More European M&A This week saw yet another M&A milestone in the European fintech market, following a series of landmark deals in recent weeks. This time it was a merger of three of the continent’s largest bank-owned mobile payment providers. Norway’s Vipps, Denmark’s MobilePay, and Finland’s Pivo announced they will combine to create a mobile wallet group with 11m customers and more than 700m annual transactions. Many banks in the rest of Europe are hoping to emulate the way Nordic lenders have positioned themselves at the forefront of the shift to digital payments, but the deal highlights the resources needed for bank-backed groups to keep competing with big tech rivals like Apple and Google. Read more from the FT’s Nordic and Baltic correspondent Richard Milne.

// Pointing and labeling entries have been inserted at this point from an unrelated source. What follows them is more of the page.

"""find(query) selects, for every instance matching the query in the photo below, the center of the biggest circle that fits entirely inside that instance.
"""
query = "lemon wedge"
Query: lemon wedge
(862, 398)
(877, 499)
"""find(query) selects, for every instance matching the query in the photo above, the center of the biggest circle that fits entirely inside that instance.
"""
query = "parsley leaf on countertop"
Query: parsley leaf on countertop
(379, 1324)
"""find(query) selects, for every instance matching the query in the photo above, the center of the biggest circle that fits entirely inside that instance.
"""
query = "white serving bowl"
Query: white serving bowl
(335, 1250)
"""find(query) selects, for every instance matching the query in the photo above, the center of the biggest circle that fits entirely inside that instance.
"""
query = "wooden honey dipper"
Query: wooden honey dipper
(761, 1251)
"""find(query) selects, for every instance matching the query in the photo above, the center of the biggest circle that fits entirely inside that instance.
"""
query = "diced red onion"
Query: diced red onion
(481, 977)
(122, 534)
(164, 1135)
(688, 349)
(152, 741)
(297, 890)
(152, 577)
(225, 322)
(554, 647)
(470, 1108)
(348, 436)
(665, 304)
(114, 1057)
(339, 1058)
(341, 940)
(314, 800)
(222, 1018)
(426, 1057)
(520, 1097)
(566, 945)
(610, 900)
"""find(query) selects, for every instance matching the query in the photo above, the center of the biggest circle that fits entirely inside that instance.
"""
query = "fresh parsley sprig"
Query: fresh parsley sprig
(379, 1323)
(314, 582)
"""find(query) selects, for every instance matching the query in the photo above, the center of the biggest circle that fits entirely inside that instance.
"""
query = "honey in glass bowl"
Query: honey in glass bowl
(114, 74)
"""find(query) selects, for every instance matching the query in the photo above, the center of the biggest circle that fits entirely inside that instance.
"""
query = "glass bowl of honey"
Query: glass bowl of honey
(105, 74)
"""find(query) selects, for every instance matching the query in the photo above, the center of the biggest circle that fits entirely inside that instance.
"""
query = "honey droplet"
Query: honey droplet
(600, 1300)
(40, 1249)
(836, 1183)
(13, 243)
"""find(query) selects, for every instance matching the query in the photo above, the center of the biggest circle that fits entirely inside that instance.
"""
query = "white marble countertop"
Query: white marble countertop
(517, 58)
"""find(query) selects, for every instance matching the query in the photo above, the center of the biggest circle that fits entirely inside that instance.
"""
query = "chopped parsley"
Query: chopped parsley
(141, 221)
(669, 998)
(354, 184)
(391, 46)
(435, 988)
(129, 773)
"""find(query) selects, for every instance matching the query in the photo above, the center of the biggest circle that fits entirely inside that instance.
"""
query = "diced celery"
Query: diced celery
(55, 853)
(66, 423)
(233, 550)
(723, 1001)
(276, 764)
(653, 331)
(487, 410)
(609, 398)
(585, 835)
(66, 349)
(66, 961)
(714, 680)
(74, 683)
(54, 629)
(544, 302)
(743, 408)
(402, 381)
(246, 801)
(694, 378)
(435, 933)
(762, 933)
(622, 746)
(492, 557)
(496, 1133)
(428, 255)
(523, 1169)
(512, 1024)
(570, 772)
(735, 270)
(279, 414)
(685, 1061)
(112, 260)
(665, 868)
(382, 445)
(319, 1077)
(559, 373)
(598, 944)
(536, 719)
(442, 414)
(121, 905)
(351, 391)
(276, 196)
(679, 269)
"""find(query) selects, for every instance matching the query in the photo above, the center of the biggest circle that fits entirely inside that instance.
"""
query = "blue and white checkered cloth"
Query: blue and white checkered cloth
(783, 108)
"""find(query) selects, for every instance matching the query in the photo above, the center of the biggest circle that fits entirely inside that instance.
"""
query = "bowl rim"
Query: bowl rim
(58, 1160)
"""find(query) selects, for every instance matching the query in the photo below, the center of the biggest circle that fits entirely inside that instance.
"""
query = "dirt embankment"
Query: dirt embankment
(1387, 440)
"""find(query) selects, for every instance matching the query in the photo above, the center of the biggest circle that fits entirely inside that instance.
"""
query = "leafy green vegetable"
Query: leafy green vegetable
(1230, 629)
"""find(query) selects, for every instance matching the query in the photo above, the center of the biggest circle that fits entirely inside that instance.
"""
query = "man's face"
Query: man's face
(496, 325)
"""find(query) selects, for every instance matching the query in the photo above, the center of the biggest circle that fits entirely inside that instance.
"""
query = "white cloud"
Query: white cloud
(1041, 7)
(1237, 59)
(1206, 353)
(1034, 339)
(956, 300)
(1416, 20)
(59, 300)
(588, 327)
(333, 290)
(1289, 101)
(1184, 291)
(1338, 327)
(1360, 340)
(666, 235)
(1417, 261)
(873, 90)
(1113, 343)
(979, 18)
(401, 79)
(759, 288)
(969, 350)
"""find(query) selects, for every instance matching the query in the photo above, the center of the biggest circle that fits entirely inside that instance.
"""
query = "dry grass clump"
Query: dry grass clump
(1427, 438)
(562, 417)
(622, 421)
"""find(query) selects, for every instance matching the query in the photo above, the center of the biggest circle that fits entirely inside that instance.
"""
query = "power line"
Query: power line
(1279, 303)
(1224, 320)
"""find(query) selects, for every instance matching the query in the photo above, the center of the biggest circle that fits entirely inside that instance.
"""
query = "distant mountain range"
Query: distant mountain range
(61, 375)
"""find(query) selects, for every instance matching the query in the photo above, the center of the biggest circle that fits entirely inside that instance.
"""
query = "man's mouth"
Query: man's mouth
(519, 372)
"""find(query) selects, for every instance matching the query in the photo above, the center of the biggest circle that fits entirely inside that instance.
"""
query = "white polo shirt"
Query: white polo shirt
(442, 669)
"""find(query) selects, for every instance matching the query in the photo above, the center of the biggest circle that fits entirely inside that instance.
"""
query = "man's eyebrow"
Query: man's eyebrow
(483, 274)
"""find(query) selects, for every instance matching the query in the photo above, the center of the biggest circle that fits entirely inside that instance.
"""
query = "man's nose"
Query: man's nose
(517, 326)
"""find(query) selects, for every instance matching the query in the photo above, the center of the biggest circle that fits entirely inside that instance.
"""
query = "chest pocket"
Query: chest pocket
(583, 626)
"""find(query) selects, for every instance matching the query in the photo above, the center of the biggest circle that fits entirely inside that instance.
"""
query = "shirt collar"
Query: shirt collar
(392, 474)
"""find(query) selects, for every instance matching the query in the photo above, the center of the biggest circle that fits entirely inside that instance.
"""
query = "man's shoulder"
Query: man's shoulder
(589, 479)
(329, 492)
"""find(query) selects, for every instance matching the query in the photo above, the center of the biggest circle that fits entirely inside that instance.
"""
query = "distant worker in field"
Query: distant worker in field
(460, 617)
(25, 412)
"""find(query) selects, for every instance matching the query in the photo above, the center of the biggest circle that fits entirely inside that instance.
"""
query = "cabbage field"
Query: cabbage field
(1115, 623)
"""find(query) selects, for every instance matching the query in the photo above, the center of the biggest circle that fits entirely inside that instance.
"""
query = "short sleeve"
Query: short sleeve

Crypto Corner: what did we learn from the Binance crackdown? Last week we highlighted the UK Financial Conduct Authority’s crackdown on Binance, the crypto exchange, as a further sign of growing regulatory unease around cryptocurrencies. Since then we’ve seen further interventions from regulators in the Cayman Islands and Thailand. That could mean more negative headlines in the short-term, but some are hopeful that in the long run, tighter regulatory enforcement will improve confidence enough to help the sector grow. Dig deeper into the Binance debacle in this long read. And if the news in recent weeks has you worried about the fate of your own crypto portfolio, check out Madison Darbyshire’s explainer on what consumer protections you might be entitled to (spoiler: not many).
Quick Fire Q&A
Stay up to date with up-and-coming disrupters. Each week we ask a fast-growing fintech to introduce themselves and explain what makes them stand out in a crowded industry. This week we spoke to Spark Commodities, a Singaporean startup trying to take on centuries-old incumbents like Baltic Exchange and S&P Global Platts that provide data on commodities markets.
When were you founded? Early 2019, with the first product available by summer 2019.
Where are you based? Singapore, with additional presence in London as our customers are based all over the globe
Who are your founders? Tim Mendelssohn (ex-BP, Koch Industries) and Charles Vallantin Dulac (ex-Kpler)
What do you sell, and who do you sell it to? Price transparency to opaque commodity markets, starting with LNG. Our clients include commodity traders, oil and gas majors, hedge funds, banks and research institutions.
How did you get started? We recognised that traders didn’t have optionality with price indices. We built Spark with a singular focus on providing a tech-orientated alternative.
How much money have you raised so far? $5m USD
What’s your most recent valuation? Undisclosed
Who are your major shareholders? Kpler, the commodities data & analytics provider, and EEX, a global exchange that’s part of the Deutsche Boerse Group.
There are lots of fintechs out there — what makes you so special? We’re using industry knowledge and technology to provide greater price transparency to commodity prices that impact almost everyone on the planet.